Ce soir-là, à l’extérieur devant des milliers de personnes, Kim Boutin se sentait extrêmement vulnérable, surtout qu’elle s’imaginait que les faisceaux lumineux pointés vers le podium étaient en fait des viseurs laser d’armes à feu.
Elle venait à peine d’apprendre qu’elle avait été victime de menaces de mort. À sa sortie du podium, Fabien Abejean, le préparateur mental de l’équipe nationale de patinage de vitesse sur courte piste, était là pour elle.
Je la vois dans cet état et avec un visage que je ne lui ai jamais vu, se rappelle Abejean. Je lui ai demandé comment elle allait, elle est venue dans mes bras et elle répétait : “ je ne sais pas, je ne sais pas ”. J’ai compris que ça n’allait pas. C’était anormal après une médaille olympique.
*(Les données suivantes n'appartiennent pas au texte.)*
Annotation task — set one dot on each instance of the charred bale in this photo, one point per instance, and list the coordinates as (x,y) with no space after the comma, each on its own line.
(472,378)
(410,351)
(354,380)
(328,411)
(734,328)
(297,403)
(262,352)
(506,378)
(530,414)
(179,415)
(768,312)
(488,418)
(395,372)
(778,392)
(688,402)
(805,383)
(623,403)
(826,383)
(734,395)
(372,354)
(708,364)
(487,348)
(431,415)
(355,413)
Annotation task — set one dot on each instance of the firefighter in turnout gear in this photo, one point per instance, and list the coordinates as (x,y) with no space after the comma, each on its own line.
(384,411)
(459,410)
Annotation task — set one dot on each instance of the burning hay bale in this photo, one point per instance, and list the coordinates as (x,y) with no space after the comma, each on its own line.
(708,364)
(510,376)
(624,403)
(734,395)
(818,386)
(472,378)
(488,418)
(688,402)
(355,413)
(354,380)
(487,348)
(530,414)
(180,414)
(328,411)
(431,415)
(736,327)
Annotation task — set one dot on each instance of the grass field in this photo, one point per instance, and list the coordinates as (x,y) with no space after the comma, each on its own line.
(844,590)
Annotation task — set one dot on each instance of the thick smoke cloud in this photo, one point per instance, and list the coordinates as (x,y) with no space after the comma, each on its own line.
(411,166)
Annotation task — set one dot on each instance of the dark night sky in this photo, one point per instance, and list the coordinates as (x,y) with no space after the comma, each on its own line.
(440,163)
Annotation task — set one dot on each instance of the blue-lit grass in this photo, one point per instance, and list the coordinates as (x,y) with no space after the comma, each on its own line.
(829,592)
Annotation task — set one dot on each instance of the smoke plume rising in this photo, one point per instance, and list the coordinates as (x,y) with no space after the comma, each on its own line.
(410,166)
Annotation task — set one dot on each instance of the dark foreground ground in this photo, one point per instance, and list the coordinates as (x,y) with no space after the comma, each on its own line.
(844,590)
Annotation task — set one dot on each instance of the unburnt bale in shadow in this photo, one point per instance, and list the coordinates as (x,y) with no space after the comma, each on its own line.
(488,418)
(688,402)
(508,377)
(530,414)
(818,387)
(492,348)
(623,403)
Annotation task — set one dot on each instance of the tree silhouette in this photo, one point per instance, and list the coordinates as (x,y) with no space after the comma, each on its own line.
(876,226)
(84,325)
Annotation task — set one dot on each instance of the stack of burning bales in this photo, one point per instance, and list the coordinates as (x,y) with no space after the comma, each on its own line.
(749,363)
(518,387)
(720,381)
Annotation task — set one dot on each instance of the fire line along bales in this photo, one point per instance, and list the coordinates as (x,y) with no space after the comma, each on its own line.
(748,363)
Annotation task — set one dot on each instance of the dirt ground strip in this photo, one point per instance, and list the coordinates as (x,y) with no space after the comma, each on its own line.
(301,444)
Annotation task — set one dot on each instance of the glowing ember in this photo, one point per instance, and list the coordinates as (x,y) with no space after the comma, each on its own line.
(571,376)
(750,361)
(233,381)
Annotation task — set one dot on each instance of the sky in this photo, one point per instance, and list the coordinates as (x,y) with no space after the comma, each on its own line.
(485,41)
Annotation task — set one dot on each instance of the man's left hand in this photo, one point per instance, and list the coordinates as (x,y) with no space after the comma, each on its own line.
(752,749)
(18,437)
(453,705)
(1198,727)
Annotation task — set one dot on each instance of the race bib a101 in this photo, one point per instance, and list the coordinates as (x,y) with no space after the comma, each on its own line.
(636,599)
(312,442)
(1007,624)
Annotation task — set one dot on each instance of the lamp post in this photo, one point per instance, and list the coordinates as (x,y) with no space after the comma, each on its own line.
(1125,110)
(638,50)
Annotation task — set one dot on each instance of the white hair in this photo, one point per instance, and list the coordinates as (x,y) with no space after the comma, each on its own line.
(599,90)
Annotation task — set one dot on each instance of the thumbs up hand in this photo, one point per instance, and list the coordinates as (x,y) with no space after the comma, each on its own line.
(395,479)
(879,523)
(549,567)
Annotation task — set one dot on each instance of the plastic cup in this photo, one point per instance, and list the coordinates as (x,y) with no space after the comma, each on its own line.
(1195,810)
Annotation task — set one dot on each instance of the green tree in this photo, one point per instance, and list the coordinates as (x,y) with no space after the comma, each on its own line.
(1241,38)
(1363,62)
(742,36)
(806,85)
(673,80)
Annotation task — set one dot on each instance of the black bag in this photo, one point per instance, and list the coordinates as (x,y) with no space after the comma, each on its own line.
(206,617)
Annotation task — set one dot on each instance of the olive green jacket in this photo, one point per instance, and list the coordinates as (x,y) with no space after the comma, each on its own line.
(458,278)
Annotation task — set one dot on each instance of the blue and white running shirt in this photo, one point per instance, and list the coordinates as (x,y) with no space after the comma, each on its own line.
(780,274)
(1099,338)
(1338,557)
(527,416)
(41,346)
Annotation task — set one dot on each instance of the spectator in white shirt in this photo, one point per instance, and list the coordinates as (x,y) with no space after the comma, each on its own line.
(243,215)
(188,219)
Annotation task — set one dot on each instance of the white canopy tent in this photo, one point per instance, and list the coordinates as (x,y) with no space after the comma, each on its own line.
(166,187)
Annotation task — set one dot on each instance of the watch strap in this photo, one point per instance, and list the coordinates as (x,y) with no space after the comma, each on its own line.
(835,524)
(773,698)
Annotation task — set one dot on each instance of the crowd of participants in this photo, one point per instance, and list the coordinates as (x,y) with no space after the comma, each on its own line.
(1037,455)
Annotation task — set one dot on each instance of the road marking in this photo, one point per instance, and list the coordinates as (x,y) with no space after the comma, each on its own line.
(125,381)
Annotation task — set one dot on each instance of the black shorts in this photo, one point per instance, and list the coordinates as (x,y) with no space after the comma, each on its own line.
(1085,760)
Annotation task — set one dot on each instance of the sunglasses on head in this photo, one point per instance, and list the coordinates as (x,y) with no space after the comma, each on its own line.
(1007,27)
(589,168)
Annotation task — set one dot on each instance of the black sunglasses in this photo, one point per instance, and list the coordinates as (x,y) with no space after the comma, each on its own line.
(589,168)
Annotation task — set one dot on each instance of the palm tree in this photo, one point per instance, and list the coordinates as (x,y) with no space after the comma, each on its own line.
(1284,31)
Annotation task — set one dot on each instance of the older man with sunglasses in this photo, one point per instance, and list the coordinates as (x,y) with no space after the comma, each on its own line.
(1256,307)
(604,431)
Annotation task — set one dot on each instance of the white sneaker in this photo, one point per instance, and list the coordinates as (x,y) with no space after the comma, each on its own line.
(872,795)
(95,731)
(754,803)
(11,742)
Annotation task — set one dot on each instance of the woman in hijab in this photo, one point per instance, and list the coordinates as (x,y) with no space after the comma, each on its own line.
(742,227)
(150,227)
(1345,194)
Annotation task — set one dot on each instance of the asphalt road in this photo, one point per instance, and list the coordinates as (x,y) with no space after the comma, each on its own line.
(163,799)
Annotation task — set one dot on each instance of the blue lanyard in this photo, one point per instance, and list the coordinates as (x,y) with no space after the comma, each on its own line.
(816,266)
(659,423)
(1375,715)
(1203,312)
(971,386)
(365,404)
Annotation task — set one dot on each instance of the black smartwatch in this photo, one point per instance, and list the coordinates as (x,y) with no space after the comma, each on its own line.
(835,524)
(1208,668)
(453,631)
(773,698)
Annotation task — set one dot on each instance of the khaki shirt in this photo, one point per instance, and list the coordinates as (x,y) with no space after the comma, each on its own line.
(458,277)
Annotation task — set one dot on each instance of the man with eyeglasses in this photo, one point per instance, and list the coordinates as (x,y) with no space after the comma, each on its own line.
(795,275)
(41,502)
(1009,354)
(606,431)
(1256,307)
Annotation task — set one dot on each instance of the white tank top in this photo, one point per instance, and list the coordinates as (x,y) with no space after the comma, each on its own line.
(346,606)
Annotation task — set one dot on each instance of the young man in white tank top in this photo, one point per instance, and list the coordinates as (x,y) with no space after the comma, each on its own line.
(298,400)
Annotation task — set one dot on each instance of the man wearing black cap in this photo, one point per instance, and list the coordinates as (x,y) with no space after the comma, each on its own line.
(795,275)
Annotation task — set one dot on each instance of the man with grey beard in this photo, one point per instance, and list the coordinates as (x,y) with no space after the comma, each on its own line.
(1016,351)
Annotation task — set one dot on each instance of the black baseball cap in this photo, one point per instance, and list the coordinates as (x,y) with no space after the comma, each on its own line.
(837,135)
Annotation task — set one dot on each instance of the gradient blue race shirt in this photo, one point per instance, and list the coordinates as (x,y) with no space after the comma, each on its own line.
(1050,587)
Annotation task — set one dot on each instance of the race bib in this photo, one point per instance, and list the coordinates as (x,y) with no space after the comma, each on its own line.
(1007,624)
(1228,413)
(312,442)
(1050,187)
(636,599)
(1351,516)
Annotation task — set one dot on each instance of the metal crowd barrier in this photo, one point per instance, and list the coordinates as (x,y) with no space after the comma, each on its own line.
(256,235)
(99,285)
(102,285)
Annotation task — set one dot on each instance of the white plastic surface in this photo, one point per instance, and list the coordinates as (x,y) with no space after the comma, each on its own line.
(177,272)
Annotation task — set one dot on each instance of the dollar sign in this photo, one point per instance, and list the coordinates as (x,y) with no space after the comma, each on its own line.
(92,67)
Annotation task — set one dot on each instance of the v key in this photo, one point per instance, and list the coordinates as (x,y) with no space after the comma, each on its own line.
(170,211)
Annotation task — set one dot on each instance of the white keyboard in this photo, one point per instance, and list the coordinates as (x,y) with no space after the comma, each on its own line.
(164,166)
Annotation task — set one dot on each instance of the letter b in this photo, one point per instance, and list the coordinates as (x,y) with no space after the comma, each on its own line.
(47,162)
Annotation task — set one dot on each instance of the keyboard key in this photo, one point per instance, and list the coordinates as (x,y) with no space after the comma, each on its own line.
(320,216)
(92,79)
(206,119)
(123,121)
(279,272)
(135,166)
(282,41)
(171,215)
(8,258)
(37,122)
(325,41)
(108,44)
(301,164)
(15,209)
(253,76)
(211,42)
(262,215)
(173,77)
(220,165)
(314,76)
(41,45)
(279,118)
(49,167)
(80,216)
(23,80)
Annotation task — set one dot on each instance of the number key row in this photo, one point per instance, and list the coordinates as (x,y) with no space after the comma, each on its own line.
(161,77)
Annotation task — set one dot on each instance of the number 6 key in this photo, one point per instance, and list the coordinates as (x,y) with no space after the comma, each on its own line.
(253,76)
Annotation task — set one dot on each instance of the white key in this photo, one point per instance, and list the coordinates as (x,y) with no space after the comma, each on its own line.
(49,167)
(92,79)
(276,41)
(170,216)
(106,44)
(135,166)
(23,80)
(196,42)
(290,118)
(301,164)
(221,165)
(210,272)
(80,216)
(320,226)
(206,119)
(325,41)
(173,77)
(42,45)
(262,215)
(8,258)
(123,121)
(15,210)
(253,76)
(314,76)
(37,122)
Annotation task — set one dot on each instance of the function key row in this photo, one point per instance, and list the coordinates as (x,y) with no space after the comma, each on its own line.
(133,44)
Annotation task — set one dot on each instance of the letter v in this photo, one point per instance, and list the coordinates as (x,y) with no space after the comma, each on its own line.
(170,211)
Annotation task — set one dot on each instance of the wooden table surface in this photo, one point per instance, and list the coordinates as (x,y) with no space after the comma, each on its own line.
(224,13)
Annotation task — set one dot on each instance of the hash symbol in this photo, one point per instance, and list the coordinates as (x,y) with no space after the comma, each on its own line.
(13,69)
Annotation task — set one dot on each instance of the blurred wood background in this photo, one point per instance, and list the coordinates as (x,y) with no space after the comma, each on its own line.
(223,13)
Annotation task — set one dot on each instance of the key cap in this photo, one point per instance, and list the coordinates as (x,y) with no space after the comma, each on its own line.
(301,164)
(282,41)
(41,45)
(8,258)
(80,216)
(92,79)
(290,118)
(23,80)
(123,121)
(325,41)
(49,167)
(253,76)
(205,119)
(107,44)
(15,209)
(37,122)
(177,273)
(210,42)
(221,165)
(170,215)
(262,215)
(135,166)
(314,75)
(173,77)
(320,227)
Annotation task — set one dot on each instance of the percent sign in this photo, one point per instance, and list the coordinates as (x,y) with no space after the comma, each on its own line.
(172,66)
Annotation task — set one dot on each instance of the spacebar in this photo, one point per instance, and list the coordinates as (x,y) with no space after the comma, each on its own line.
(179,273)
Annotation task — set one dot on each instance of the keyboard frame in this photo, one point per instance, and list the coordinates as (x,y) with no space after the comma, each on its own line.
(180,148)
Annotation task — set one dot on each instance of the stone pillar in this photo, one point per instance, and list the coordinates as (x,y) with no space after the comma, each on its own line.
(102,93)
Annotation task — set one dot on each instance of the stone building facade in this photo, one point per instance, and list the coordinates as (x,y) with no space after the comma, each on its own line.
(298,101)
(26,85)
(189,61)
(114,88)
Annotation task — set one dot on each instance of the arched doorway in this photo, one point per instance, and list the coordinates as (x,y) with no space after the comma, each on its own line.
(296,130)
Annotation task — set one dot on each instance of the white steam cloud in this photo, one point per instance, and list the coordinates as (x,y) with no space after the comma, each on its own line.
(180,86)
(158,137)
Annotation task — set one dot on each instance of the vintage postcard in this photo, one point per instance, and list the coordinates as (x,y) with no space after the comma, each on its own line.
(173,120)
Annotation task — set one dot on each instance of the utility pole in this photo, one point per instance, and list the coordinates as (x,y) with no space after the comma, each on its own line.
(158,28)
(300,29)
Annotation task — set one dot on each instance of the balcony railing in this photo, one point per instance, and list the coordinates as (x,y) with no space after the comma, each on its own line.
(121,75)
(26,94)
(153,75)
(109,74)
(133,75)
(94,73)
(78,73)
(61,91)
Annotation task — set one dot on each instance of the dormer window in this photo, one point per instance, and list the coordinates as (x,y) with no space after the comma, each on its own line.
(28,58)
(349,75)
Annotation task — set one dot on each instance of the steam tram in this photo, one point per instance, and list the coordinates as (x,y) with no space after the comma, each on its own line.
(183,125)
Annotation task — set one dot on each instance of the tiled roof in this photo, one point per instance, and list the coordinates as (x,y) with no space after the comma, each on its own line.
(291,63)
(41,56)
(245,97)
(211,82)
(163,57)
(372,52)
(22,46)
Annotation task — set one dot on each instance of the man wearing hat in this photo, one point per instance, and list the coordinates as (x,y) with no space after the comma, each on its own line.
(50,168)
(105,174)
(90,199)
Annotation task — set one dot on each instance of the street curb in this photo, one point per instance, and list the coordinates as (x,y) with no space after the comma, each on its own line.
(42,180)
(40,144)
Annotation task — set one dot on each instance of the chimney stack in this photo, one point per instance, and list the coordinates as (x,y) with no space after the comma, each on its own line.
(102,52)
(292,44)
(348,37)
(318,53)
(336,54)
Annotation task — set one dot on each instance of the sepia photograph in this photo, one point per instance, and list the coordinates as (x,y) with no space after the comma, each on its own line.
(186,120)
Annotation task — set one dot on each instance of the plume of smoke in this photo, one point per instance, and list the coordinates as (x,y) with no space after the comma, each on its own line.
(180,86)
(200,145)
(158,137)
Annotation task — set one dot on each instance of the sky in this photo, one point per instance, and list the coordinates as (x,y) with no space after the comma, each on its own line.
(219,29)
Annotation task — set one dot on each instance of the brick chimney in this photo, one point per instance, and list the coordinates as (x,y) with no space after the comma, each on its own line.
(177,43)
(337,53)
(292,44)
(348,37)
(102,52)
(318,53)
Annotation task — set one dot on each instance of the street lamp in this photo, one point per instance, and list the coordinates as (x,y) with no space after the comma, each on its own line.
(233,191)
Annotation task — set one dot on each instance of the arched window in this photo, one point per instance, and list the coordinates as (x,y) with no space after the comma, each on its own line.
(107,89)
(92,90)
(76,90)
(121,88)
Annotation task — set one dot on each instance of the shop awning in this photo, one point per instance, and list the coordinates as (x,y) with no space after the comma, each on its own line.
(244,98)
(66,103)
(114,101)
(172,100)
Malgré le choc, Boutin, soutenue et épaulée par ses proches et par la délégation canadienne à Pyeongchang, a conclu sa quinzaine avec deux autres médailles, le bronze au 1000 m et l’argent au 1500 m.
Elle admet aujourd’hui qu’elle a passé le reste des Jeux sur le pilote automatique, comme un robot, en vivant le moins d’émotions possible. Si bien qu’à son retour des Jeux, elle avait du mal à se souvenir de quoi que ce soit.
On me posait des questions sur mes souvenirs des Jeux et je n’en avais pas, ça me faisait mal, confie la patineuse de 26 ans. Je voulais qu’on arrête de m’en parler. C’était la plus belle expérience que je pouvais vivre et mon cerveau l’avait oublié parce qu’il a eu peur.